Data were available for 843 children with CD and 345 with UC. Changes in care delivery were associated with an increase in the proportion of visits with complete disease classification, measurement of thiopurine methyltransferase (TPMT) before initiation of thiopurines, and patients receiving an initial thiopurine dose appropriate to their TPMT status. These were significant in both populations for all process variables (P < .01) except for measurement of TPMT in CD patients (P = .12). There were significant increases in the proportion of CD (55%–68%) and UC (61%–72%) patients with inactive disease. There was also a significant increase in the proportion of CD patients not taking prednisone (86%–90%). Participating centers varied in the success of achieving these changes.
Improvements in the outcomes of patients with CD and UC were associated with improvements in the process of chronic illness care. Variation in the success of implementing changes suggests the importance of overcoming organizational factors related to quality improvement success.
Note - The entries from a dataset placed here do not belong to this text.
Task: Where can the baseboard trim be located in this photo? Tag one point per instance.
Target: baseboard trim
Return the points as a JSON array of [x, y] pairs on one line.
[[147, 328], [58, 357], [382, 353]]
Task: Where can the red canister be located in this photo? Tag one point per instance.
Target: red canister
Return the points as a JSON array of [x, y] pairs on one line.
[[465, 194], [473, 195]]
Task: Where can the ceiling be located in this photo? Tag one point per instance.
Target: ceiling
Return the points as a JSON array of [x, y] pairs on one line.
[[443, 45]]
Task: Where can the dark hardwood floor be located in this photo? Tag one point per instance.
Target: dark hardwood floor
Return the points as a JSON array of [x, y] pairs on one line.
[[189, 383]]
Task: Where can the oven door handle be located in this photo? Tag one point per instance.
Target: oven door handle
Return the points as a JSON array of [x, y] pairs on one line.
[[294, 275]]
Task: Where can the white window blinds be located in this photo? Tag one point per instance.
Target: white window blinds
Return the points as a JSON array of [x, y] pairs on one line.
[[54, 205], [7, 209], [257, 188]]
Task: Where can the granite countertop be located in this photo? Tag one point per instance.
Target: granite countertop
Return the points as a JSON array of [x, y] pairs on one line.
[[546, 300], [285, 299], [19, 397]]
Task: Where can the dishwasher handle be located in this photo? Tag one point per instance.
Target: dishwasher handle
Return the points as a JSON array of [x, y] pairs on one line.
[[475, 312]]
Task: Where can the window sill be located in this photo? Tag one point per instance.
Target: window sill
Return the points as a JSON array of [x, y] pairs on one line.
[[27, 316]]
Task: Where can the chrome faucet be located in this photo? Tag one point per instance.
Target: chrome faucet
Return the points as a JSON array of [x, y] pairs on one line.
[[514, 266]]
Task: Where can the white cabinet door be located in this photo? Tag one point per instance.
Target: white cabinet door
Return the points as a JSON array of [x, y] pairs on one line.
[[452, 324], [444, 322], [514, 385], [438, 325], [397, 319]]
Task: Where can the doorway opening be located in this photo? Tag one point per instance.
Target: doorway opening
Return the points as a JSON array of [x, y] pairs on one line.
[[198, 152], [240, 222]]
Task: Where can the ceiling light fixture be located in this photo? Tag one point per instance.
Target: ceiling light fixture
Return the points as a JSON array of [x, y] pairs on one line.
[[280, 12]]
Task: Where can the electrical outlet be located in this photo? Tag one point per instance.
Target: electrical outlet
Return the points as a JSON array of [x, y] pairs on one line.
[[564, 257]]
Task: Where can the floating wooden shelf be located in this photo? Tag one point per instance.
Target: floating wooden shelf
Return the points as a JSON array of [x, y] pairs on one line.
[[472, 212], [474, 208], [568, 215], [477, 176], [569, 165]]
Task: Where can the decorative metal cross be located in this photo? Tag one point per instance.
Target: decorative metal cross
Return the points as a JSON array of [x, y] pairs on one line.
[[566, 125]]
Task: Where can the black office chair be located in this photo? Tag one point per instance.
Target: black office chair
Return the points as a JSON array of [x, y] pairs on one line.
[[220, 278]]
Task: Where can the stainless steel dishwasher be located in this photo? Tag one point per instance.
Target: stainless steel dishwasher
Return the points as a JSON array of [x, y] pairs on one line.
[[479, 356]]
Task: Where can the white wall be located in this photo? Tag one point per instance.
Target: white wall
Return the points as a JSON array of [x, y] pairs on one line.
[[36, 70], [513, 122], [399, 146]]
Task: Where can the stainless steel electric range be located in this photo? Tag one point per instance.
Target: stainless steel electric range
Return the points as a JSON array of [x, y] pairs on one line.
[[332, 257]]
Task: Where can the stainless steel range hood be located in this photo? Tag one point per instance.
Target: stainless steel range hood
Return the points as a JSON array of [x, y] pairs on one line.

As many as 1.4 million Americans suffer from inflammatory bowel disease (IBD), Crohn disease (CD), and ulcerative colitis (UC).1,2 Childhood IBD is particularly aggressive, and children experience significant psychosocial impact.3 Surgical intervention is frequently required.4 Despite therapeutic advances in the treatment of pediatric IBD, including widespread use of immunomodulators5–7 and anti–tumor necrosis factor α agents,8 there has been limited improvement in outcomes over the last several decades.9
There is widespread variation in the management of IBD due to a lack of consensus on best management practices and inadequate care delivery systems.10 This variation in delivery of care includes diagnostic and nutritional interventions, suboptimal dosing of medications, prolonged use of corticosteroids, failure to use steroid-sparing agents, inadequate attention to metabolic bone disease, and inadequate screening for colorectal cancer.11,12
The creation of networks of care centers has been an important avenue to accelerate research in pediatrics.13,14 Few centers have enough patients to determine if changes in care delivery are making a difference.15 Networks are increasingly being used as a means to enable multiple clinical centers to work together to apply quality improvement (QI) strategies to improve care and outcomes.14,16–20
Reducing unwanted variation and improving care is difficult without a system for creating new approaches to care, testing them, and translating them into the actual care of patients. Here, we report the effects of QI support by the ImproveCareNow Network (https://improvecarenow.org/) on the process of care delivery and the outcomes of IBD care.
We used an interrupted time series design, in which measurements are repeated over multiple time points, to assess the impact of changes aimed at improving the system of chronic illness care by pediatric gastroenterology centers participating in the ImproveCareNow Network. All participating centers and the data-coordinating center either received Institutional Review Board approval or were classified as exempt from review.
A detailed description and history of the ImproveCareNow Network has been previously published.20 In brief, participating centers received training and coaching in the Model for Improvement,21 changes consistent with the Chronic Illness Care Model,22–26 high reliability principles,27 and team building and were encouraged to audit and self-report on performance.
This report is based on an analysis of centers that joined the network in 2007. Participating centers were asked to contribute to the costs of creating the technical infrastructure (QI and data sharing) for the network. We included data from practice centers meeting the following criteria: (1) no extensive QI experience before formation of the network and (2) enrollment of at least 75% of their IBD patients. We included data from patients if they had at least 2 recorded visits, 1 of which was at least 90 days after diagnosis. Data from patients were included until a patient was no longer followed by the practice, withdrew consent, and, in the case of UC, underwent colectomy.
As described previously,20 the network was designed between 2004 and 2006, measures and targets identified,28 and evidence-based changes in care delivery selected. We used a modified Breakthrough Series collaborative operational structure.29,30 Centers received monthly reports summarizing their performance and that of the entire network.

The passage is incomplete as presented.